Solved – Inner loop overfitting in nested cross-validation

cross-validationmodel selection

I have implemented nested cross validation in Matlab for a classification problem. I have 56 features and 408 cases.
I am performing feature and model selection in the inner cross-validation loop, using 10 fold CV for both inner and outer loops.

In the inner CV loop I employ a sequential forward feature selection procedure, nested inside a grid search to determine the optimum regularization parameters for a given regularized discriminant classifier model and selected feature set.
I am finding very poor performance on the outer loop CV (when compared to a standard quadratic discriminant classifier, obtained with single loop CV), leading me to conclude I am overfitting in the inner CV loop.

I have read papers by Cawley and Talbot that show that biased model selection protocols favour worse models, and furthermore, that the inner loop procedure alone produces a biased performance estimate.

Does this explain the overfitting observed for the inner loop in nested CV?

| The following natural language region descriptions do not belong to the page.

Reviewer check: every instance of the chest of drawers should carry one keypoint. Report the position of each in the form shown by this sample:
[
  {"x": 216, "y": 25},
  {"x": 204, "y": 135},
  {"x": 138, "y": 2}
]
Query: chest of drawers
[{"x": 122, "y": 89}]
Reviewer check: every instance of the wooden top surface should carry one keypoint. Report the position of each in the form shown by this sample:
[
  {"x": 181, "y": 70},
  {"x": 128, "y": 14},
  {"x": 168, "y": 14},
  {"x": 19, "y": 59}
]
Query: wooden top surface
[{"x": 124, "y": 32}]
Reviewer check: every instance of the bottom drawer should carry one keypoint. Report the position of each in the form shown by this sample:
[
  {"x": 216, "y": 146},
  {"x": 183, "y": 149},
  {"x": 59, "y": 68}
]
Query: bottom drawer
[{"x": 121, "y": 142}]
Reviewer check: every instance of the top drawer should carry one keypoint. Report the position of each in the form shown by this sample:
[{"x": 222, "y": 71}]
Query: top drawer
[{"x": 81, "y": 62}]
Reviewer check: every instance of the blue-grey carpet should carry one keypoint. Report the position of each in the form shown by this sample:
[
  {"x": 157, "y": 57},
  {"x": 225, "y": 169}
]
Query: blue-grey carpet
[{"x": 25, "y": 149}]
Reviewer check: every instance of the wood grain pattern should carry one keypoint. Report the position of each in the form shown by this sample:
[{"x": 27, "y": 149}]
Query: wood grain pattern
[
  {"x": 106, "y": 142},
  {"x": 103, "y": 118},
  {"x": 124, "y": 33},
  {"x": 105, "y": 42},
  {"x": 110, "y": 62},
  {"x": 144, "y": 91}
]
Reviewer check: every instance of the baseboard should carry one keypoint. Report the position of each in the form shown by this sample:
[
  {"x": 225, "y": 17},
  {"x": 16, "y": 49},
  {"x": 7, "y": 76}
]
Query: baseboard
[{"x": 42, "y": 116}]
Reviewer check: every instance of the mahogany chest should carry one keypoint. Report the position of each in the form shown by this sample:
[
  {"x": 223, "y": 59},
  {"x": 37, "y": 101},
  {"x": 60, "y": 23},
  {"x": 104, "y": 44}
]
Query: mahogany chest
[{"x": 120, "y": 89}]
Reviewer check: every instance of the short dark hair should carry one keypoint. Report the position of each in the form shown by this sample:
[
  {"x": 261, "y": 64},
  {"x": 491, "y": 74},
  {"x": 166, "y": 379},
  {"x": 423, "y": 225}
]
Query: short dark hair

Are there any practical strategies to avoid this overfitting?

Best Answer

Overfitting in model selection problems for classification is usually due to including too many parameters. Cross-validation or bootstrap error rate estimation should avoid this problem because it avoids the optimism of an estimate like resubstitution which tests the classifier on the same data used in the fit. If you minimize the cross-validated estimate of error rate in your inner loop as the criterion for variable selection you should not have this problem. Am I correct in assuming that your selection procedure does not do this? If so you are probably using a procedure that is biased toward models with many parameters that may be poor models for prediction.